# One-way from Fl  to NY- where to start?????



## britchick (Apr 11, 2006)

Hi there everyone.  My husband and I are looking to hire a RV to travel from Mid Gulf Coast to New york.  We are having problems finding an RV that is small enough for the two of us, but with shower etc as we are planning to take 4 -6 weeks travelling up the east coast.  We have never hired an RV before as we are new to this game. :blush:   We are not looking to make this a luxury holiday, more of a get back to basics (but still being able to pee in the night if we need to).  Can anyone recommend any reputable dealers that not only do one-ways, but also won't charge an arm and a leg.  We do believe that you get what you pay for, but at the moment we are weighing up whether to drive ourselves and stay in accommodation along the way, or hire an RV.  One more quick question: Are there any particular "seasons" we need to avoid?  We were looking at travelling all Sept and possibly longer.
Any help from those who have been there would be greatly appreciated. :laugh:    :laugh:


----------



## hertig (Apr 11, 2006)

One-way from Fl  to NY- where to start?????

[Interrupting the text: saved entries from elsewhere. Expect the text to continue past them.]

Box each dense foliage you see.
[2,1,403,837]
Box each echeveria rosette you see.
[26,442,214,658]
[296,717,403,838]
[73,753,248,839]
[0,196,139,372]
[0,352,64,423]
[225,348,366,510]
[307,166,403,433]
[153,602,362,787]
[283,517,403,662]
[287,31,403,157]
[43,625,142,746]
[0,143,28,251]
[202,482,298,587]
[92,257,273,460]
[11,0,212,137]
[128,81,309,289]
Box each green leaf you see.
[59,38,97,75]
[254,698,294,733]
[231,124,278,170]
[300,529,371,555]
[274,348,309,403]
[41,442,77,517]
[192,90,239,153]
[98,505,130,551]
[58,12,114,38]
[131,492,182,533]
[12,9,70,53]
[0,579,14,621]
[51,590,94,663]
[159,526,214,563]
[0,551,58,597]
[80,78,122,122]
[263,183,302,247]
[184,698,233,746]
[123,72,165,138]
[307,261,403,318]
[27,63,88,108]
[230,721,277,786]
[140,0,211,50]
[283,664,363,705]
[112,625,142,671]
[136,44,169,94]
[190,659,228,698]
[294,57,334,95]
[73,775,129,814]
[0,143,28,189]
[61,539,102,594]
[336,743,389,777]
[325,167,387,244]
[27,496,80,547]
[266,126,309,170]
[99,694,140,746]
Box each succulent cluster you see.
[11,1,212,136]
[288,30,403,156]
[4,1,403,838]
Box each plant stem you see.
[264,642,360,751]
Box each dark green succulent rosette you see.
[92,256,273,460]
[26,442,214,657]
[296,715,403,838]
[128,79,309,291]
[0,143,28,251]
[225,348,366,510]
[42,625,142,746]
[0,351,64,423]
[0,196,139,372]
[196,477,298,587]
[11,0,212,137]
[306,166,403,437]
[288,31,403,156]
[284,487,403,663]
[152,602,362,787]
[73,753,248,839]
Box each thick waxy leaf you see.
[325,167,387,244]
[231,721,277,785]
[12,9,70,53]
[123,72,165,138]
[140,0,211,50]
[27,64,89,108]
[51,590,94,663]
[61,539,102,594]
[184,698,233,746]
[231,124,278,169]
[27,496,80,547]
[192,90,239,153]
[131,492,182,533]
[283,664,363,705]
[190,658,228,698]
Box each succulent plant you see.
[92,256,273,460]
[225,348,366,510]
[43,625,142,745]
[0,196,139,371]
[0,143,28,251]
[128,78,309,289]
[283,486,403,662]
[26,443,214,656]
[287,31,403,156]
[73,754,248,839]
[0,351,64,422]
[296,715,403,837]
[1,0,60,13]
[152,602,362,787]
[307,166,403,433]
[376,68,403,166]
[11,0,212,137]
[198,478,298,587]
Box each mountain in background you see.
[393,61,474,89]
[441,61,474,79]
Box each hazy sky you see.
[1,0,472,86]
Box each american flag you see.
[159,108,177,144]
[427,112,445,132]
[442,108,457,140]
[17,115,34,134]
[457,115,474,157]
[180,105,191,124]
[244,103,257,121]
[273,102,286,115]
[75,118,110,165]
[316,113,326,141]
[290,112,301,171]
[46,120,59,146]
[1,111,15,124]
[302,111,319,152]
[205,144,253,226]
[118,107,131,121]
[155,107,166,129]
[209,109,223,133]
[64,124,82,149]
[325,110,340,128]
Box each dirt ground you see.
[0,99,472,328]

How small?  The smallest are 'Class B' or 'Van campers'.  I think you will find that 4 to 6 weeks in one of these may not be the most pleasant.  One of the smaller Class C units would probably be a better choice, and there are places which rent them.  Also, check with some of the independant (used) RV dealers, as they may rent out their stock.


----------



## TexasClodhopper (Apr 11, 2006)

One-way from Fl  to NY- where to start?????

If this is the only trip that you are going to take, I would recommend that you seriously consider driving and staying in motels.  You may have to stop at public restrooms, but an RV (and places to park) can be a pain if you are only in it for the transportation.  And it can be lots more expensive, too.  Just a thought ...


----------



## Al Wells (Apr 12, 2006)

One-way from Fl  to NY- where to start?????

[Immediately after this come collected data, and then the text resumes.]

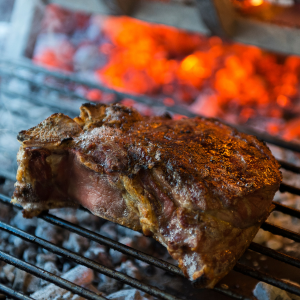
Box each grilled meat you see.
[12,103,282,288]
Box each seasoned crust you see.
[12,103,282,287]
[18,113,82,147]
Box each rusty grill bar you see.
[1,59,300,300]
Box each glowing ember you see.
[96,17,300,120]
[250,0,264,6]
[86,89,102,102]
[33,4,300,141]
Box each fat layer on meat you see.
[12,103,282,288]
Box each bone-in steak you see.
[12,103,282,288]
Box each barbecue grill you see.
[0,59,300,300]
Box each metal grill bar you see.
[277,160,300,174]
[248,242,300,269]
[213,287,254,300]
[273,202,300,219]
[234,263,300,296]
[279,183,300,196]
[0,283,34,300]
[261,222,300,243]
[0,251,107,300]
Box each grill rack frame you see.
[1,59,300,299]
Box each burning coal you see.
[33,4,300,141]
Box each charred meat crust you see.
[12,103,282,288]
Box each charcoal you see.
[62,262,72,273]
[253,282,291,300]
[117,261,141,281]
[3,265,15,283]
[97,273,123,294]
[36,253,57,266]
[109,236,134,264]
[23,247,37,264]
[119,237,134,248]
[40,261,61,287]
[83,244,112,267]
[12,269,42,294]
[116,225,141,239]
[8,235,29,257]
[63,265,94,285]
[0,231,9,241]
[86,283,104,295]
[44,261,61,276]
[134,260,156,277]
[0,204,11,222]
[63,233,90,254]
[284,280,300,300]
[73,44,104,72]
[266,239,283,251]
[0,267,5,282]
[107,289,154,300]
[132,236,153,253]
[31,283,68,300]
[57,284,103,300]
[3,243,13,257]
[10,210,37,231]
[76,209,102,227]
[7,78,30,96]
[61,291,80,299]
[31,265,94,300]
[109,248,124,265]
[99,222,118,241]
[253,229,271,244]
[117,261,141,290]
[12,269,27,292]
[75,210,94,224]
[26,275,42,294]
[35,219,63,244]
[50,208,78,224]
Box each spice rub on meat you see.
[12,103,282,288]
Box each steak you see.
[12,103,282,288]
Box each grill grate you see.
[1,59,300,300]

I rented a so-called B+ RV for a long weekend...staying at a KOA. After adding up the cost of the RV rental, fuel and camping fees, I could have stayed at a luxury hotel for less! But I enjoyed the experience and the freedom to explore the countryside in comfort,  stopping when we wanted, to enjoy a nap, a quick snack or the call of nature as needed. We would find hiking trails and walking paths and even managed to wear out the energy of our grandchildren by the time the day was finished! We were able to return from the walk, knowing we had a washroom available, be able to cook up a healthy meal and have a rest before setting out on our next trek of exploration.

Would I do it again! You Bet! But in a vehicle bigger than a B+, especially with kids! For the two of you, it might be adequate, but if you are going to be travelling all through September, you might find yourself feeling a little claustrophobic after awhile. Being able to actually stretch your legs and stand up in your RV, without needing to crouch is a real plus on a long trip!

By the way, the shower in the unit we rented was terrible! I love a morning shower and we ended up as I discovered most RV'ers did, using the KOA facilities instead. You just have to fight off the flies and mosquitoes who also enjoy sharing your shower stall.    :angry: 

Hope you have a great trip!

Al


----------